If the [x-esri-org-request-units-per-min: 'usage'] is the current total across the org, we occasionally see high responses (50000-70000) on an M4 database. The health chart sticks at below 10% during this time, I'd assume as a result of the aggregation method and low-usage responses when the minute expires.

To me, if we hit 50-70k, it's plausible to hit 96k, and there's no guarantee the requests will not continue after the 1min timeout. So high RU usage should be better reflected in the organization health chart as it's essentially going to make the org unavailable intermittently.

It's clear that we need to reduce this usage to avoid reaching timeouts but it's difficult to initiate and direct the change required when the org. appears 'healthy' and there's been confirmed server-side outages (tendency to just blame Esri for everything, be it client or server side based issues).

Moving forward:

I wrote a script to ping an empty service at the database level every minute and record the response headers.
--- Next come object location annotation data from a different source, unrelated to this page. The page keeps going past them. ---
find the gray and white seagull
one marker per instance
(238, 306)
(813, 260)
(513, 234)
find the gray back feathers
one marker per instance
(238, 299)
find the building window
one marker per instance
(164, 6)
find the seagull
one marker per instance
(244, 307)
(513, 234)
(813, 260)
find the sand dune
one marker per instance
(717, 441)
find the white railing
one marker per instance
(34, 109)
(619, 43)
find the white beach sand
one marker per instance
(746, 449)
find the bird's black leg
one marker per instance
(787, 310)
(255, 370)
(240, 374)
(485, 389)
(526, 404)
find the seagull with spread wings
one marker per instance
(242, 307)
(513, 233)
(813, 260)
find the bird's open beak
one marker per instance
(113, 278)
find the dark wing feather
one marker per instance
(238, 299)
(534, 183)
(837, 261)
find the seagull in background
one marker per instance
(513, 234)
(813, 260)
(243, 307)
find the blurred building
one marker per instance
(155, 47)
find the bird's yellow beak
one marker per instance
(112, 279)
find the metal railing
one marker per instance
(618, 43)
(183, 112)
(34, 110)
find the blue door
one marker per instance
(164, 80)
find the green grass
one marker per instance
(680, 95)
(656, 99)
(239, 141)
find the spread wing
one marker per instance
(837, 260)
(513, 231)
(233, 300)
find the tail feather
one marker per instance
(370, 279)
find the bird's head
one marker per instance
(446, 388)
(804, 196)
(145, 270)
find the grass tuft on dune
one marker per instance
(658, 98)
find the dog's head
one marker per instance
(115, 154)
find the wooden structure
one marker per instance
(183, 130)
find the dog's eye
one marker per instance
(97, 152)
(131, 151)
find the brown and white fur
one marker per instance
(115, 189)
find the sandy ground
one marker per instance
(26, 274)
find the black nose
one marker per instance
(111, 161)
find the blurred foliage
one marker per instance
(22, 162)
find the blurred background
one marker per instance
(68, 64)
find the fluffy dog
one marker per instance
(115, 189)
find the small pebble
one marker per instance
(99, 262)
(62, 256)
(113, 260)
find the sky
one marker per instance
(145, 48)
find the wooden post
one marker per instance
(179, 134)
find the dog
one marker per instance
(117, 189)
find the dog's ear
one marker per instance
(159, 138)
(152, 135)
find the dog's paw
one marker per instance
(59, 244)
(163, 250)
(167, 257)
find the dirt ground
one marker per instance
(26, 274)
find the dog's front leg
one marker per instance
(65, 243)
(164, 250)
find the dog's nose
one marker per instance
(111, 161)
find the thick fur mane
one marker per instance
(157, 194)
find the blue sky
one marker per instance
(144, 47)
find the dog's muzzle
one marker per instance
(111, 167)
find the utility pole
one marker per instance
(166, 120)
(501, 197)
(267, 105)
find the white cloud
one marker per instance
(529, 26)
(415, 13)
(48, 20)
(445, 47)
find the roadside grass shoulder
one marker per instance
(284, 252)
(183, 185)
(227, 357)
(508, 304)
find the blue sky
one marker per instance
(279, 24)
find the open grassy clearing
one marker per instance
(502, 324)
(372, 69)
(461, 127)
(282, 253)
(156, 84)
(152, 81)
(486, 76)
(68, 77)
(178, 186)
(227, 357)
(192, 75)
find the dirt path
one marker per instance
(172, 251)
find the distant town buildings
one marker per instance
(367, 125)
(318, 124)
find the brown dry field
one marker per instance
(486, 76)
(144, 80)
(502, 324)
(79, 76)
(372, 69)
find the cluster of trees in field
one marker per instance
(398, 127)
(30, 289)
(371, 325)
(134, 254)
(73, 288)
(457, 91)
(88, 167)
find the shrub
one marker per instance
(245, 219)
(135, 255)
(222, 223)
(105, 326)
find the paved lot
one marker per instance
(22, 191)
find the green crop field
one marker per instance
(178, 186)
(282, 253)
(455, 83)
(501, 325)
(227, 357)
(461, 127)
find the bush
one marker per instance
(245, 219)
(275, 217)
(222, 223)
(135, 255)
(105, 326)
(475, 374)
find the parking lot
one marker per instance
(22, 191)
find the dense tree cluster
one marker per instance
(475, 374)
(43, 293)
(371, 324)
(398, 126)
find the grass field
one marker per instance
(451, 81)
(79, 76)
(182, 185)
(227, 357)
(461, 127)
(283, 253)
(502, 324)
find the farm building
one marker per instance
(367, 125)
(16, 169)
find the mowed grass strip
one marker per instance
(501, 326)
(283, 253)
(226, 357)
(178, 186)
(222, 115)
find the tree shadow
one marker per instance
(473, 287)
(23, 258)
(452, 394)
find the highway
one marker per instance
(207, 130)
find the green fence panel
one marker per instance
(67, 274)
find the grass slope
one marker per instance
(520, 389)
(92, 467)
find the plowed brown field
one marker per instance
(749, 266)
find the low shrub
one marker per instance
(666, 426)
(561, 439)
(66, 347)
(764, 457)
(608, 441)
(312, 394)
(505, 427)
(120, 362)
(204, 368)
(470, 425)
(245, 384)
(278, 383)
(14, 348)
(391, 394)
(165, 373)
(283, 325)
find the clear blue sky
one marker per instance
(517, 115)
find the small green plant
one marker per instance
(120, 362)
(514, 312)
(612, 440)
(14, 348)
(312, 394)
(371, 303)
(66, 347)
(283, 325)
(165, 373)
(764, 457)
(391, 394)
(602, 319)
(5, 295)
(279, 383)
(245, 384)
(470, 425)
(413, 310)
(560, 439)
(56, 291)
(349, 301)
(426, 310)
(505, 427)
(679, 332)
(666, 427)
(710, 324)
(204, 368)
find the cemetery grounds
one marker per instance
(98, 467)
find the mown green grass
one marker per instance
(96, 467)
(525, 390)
Will be interesting to compare this against our health chart and assess usage.
Am placing an enhancement request with support to better illustrate RU consumption across a service (ArcGIS Idea here)
Looking for a method of capturing a 429 response, preferably client-side so we know why a webhook failed or layer failed to load in a web map (not sure if my script will capture this properly)
Looking for tools to assess RU usage of Web Maps and other service interactions. Currently loading a map and loosely counting the queries + RU incurred through network traffic. Surely there's a better way to capture this + do a refresh to assess caching.

For others interested - check out this resource (thanks Linder from support for the latest link)

https://mediaspace.esri.com/media/t/1_oznrvijl

Thanks

tmatiques_bouyant · ‎04-06-2023

Hi Marianne,

I would like to know if these request units refer only to external API calls (i.e., via FME HTTPCaller) or do they also get triggered when a user simply pans around a map viewer map, selects a feature, edits an attribute. Also, does this exist for feature services used in ArcGIS Pro as well?

We have a fairly small / moderate size user base (maybe 50 - 80 people). Most of these users are browsing a few different map viewer maps, around 20 are creating and editing content in ArcGIS Pro and around 20-30 are editing attributes in ArcGIS Field Maps.

We get this error response a lot or the performance is abysmal during peak times.

ChristopherCounsell · ‎04-06-2023

It's from any source, querying feature layers hosted in your ArcGIS Online organisation. depending on a few factors it could make more than one query as part of the interaction. For example, planning a map would make several queries across spatial tiles. Loading records in FME paginated the requests, so pulling 3000 records makes 3 requests.

How resource units are incurred also varies heavily. You can use caching and the CDN to have no units used. Other requests like 'past 24 hours' always hit the database.

I'd strongly recommend watching the developer summit videos on hosted feature layers and map optimisation. The content on highly scalable or viral apps is also really good, although largely focused on publicly shared items.

https://mediaspace.esri.com/media/t/1_oznrvijl

Edits do not contribute to this max org query rate limit.

I'd recommend reducing automated interactions - i.e. FME - during data collection activities. You can also optimise workbenches. Put in delays, run asynchronously, etc.

ChristopherCounsell · ‎04-02-2023

To wrap this up:

A 429 error is returned within the response data
Inconclusive outcome for our org where it's strongly evident we should have been getting 429s in responses over a 1-2 years period, but did not, up until a week ago.
Esri improved the AGOL feature data store health charts to reflect query volumes
Only service-specific tool is usage (item details page or .usage() python api). However not clear if these request incur RU, or if they show requests for when the max org query rate is limited.
Esri did a great job applying enhancements and bug fixes around this, and have been open to feedback.

For the majority of readers this will only be relevant if you have public / viral apps. Use the CDN, properly!